Okay so you have ticked off as many of your sub problems as possible with other peoples work. (Awesome less work, totally dig it) Now there are bound to be some sub-problems that seemingly aren't answered to the best of your knowledge. This is where you step in. Now be warned the most common mistake is that you haven't subdivided your main problem enough and you are still trying to answer a solved problem, so a good planning phase with the P.I. is critical.
These analysis questions usually should be fairly simple that are just fill in small blanks. If you're experimental then it should be as simple as,
"I need to measure <parameters> and see how they effect <quantity of interest>."
If it is theoretical they could be,
"I need calculate <quantity of interest> to see its dependence on <parameters>."

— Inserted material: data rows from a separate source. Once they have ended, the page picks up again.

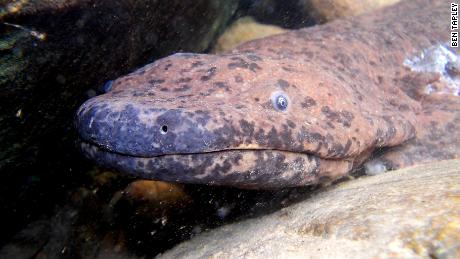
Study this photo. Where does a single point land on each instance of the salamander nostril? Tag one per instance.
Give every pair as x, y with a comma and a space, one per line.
164, 129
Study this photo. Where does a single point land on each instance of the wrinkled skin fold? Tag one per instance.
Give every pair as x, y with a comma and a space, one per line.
288, 110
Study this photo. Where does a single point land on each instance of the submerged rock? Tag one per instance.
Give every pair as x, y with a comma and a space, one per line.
406, 213
243, 30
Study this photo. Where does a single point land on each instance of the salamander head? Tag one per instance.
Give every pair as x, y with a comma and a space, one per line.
238, 119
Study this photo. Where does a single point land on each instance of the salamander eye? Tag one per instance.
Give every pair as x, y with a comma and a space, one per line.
280, 101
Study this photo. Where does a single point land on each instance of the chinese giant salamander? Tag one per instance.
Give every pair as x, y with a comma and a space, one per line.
288, 110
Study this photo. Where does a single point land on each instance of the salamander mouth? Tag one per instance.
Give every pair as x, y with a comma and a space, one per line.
242, 168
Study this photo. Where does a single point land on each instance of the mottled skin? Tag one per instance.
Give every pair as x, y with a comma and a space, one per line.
210, 119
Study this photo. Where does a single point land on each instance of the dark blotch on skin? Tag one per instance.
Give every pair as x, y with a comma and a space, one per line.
197, 64
291, 124
209, 74
283, 84
183, 80
222, 85
343, 117
239, 79
254, 57
308, 102
155, 82
182, 88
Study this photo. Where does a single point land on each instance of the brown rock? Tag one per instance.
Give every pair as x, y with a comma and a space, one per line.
413, 212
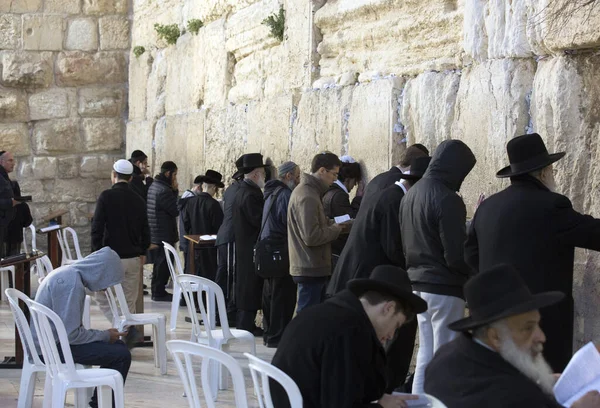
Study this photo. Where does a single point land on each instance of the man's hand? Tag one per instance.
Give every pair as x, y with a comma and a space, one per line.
115, 334
395, 401
589, 400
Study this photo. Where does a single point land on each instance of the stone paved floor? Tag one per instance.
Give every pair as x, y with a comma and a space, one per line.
145, 387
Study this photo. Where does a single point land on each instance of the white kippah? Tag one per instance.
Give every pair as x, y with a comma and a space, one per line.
123, 167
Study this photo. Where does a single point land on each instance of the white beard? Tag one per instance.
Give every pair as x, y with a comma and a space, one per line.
534, 368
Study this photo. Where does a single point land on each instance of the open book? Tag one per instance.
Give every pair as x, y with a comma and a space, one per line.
581, 376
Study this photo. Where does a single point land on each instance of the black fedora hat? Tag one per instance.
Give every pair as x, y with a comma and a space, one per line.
498, 293
527, 153
417, 168
391, 280
210, 177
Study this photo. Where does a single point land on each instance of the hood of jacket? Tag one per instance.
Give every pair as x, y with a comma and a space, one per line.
100, 269
452, 161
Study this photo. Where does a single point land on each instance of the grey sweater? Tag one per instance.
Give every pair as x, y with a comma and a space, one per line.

Notice the reversal of <quantity of interest> and <parameters>. That is the defining separation of theoretical vs. experimental. Due to the remote nature of this course probably everyone will have to do a theoretical paper.

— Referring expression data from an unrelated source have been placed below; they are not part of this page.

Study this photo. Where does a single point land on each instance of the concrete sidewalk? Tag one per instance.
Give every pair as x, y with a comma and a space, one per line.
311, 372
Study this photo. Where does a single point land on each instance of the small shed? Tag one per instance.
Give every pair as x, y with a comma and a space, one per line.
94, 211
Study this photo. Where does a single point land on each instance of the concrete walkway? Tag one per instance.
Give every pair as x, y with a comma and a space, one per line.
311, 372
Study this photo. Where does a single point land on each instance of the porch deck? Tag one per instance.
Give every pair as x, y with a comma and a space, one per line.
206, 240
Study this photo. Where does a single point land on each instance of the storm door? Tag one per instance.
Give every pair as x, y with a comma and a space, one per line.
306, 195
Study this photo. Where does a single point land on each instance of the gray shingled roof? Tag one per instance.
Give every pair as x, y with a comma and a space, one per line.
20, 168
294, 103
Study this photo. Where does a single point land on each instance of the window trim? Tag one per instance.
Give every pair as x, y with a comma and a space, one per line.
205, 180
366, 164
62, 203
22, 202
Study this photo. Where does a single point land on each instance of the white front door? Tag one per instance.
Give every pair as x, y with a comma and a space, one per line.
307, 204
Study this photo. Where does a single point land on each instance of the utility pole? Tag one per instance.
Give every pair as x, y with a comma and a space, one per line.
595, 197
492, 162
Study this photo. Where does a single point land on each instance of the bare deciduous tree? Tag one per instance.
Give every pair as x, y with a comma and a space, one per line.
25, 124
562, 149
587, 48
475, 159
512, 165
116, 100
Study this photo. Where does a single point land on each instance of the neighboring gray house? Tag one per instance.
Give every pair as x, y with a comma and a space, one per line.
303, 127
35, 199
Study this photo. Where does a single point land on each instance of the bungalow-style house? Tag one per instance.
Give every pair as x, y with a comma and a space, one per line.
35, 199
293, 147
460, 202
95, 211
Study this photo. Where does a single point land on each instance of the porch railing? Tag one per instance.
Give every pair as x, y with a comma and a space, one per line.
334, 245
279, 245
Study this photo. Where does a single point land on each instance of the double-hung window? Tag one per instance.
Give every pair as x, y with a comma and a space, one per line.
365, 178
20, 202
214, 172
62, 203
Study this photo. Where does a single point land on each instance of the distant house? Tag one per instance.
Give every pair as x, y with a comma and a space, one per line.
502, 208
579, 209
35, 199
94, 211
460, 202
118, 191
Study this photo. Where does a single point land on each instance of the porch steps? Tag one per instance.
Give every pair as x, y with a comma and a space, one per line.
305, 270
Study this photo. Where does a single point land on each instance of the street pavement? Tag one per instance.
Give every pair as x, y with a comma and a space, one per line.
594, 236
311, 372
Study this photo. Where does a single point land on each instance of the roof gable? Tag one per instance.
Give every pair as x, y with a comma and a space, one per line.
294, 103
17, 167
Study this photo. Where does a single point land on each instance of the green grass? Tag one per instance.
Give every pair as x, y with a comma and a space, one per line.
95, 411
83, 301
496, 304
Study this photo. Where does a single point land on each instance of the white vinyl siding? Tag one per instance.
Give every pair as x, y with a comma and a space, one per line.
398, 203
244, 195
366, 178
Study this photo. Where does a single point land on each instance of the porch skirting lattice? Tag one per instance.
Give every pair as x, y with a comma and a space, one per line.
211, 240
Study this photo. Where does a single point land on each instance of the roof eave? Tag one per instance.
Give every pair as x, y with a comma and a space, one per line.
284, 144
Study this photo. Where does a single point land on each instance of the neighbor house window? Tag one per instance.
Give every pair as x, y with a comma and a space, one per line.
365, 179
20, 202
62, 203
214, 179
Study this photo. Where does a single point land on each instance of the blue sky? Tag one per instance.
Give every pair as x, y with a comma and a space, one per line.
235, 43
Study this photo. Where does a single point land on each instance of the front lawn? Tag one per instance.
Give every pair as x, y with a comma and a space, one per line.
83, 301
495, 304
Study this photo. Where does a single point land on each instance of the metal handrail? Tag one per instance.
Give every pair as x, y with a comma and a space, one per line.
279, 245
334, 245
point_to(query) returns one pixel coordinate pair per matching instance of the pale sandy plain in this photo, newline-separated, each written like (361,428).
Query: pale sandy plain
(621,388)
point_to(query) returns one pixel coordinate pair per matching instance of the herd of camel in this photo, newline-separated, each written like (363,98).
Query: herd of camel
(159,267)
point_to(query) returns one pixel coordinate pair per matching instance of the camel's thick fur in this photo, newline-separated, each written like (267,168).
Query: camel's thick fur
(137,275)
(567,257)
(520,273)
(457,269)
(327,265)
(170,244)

Now we come the awful fact that people hate reading, can't understand what you're saying on a first read, and really like pictures, graphs, diagrams, and sketches. So one of the key things to accept is that other scientists will probably only read you're abstract, look at your figures, and maybe read the captions. So somehow you have to condense all your hard work into a picture book.

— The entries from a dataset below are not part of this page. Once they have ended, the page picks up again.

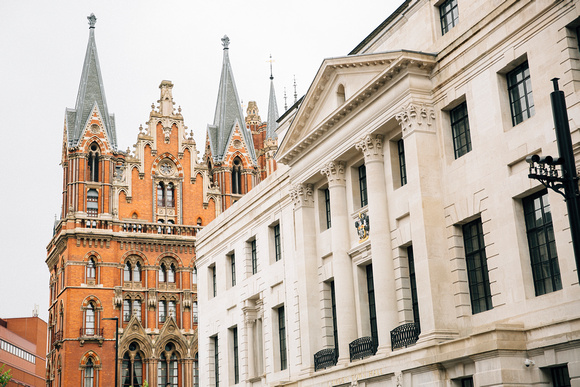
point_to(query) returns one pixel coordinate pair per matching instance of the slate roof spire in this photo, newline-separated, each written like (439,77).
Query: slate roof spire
(228,111)
(91,93)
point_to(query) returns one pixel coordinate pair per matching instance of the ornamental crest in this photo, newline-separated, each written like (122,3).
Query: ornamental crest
(362,225)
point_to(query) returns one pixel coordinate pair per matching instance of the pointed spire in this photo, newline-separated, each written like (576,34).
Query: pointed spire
(272,109)
(228,111)
(91,93)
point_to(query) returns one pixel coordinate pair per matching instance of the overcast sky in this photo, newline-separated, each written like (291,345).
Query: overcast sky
(139,43)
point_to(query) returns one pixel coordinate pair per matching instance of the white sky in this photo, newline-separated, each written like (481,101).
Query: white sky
(140,43)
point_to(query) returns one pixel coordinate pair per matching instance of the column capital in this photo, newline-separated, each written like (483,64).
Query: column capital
(416,116)
(334,172)
(371,146)
(302,195)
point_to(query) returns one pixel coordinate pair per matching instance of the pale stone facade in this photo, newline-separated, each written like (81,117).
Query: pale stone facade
(453,251)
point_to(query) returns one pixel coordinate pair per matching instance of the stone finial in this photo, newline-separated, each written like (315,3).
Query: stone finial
(371,146)
(334,172)
(302,195)
(92,20)
(226,42)
(416,117)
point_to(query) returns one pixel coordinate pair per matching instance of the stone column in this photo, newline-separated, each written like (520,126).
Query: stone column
(307,274)
(380,235)
(342,265)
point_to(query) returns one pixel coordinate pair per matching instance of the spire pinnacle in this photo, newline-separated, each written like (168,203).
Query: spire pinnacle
(226,42)
(92,20)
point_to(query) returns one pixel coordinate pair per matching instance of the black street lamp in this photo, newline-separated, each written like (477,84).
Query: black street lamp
(116,347)
(559,174)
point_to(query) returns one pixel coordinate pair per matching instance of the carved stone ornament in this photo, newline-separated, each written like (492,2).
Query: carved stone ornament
(416,117)
(363,227)
(371,146)
(302,195)
(334,171)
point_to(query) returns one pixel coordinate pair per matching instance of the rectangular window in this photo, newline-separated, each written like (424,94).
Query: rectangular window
(402,163)
(460,129)
(372,308)
(520,92)
(362,182)
(236,362)
(413,283)
(216,361)
(254,257)
(449,14)
(233,269)
(277,245)
(542,245)
(561,377)
(477,273)
(282,337)
(327,207)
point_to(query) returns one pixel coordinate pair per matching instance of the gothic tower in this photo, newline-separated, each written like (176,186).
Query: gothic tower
(124,245)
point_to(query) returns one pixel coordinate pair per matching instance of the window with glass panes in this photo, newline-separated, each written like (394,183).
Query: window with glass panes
(520,92)
(372,307)
(460,129)
(277,246)
(282,338)
(449,15)
(541,243)
(362,183)
(402,163)
(477,273)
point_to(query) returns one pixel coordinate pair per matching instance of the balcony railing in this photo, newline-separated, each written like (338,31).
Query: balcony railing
(325,358)
(404,335)
(91,332)
(362,347)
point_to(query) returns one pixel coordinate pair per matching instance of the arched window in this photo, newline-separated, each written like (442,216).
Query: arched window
(90,320)
(92,202)
(170,195)
(89,374)
(132,367)
(237,176)
(137,272)
(161,195)
(162,273)
(167,368)
(340,96)
(127,272)
(171,273)
(91,269)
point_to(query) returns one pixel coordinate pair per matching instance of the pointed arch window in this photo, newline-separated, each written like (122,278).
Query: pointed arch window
(132,367)
(237,176)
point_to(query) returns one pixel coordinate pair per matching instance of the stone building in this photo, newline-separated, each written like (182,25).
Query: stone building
(401,242)
(124,247)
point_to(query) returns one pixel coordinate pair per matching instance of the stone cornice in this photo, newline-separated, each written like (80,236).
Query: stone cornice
(395,62)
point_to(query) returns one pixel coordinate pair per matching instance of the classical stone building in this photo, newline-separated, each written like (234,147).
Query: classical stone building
(124,245)
(402,242)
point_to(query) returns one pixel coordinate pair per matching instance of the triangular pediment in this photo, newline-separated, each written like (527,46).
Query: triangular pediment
(326,103)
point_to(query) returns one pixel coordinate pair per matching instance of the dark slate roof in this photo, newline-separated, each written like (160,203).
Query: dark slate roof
(91,92)
(272,113)
(228,111)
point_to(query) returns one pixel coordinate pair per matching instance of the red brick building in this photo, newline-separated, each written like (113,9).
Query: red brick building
(124,245)
(23,350)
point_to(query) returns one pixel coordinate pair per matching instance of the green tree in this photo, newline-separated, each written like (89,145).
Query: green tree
(5,376)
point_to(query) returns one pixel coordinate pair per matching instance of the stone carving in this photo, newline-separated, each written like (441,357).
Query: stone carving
(363,227)
(334,171)
(371,146)
(413,117)
(302,195)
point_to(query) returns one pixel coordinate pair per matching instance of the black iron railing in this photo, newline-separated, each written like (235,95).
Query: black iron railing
(362,347)
(404,335)
(325,358)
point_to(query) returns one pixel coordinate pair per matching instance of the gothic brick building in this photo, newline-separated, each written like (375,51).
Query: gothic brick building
(124,245)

This is hard. You have to really go through a process where you ask yourself how can I convince someone I'm right with picture. What graphs tell my story best? What variables should I plot? What diagrams should I make? How can I make this caption help guide the reader? There are many many more questions to ask yourself. This is an art.
The stupidest thing I could do is to give you some sort of "checklist" that you could tick off and feel like you hit all the marks. The only way you can develop a knack for figure creation is by looking at other published figures and noticing what you appreciate about them. The same goes for writing as well, the only way you will get better at writing scientific articles is by reading scientific articles. Then once you're good enough you can just retire to reading the abstract and figures...
Detail and formatting are the ugly beast of scientific writing. They are the literal first thing you will be corrected on when you get revision back from a journal. LaTeX makes this easier but not automatic. Attention to the very precise details of a journal template is an extremely laborious talent but a necessary one. Can you arrange the text and figures so the first time it is referenced in the text it is on the same page? Can you get all the text in the figure axis to match the body font-size? Are there too many colors? Does the text follow in logical order. The most common mistake early technical writers make is talking about something they haven't defined or introduced yet. This is like walking into a conversation amongst a friend group that goes back years and all they talk about are inside jokes.
For the most part everything is sitting in your head in this giant web of ideas that makes sense only in your head. You have to translate that nasty mess of a web into a linear cascade of ideas. This is unfortunately summed up with one sentence I think undermines just how important it is
"Know you're audience."
There is a lot more I think than just this sentence. You seriously have to imagine you are the person you intend to read the document reading the document. You spent all this time getting to know all the details of your work so well and now you have to forget all of it. Sounds like an impossible task? Well it is, and few are masters at it. This is why there are only a small percentage of famous scientists. They simply could write better than the others that did the same stuff.
Make sure all nomenclature is defined before its used to explain things, be very diligent that you take the active voice instead of the passive, if a figure or equation is in the text make sure it is referenced or else cut it, revise revise revise and then for good luck revise again. Most importantly read the final document out load and listen to yourself. Do you sound ridiculous? Fix it.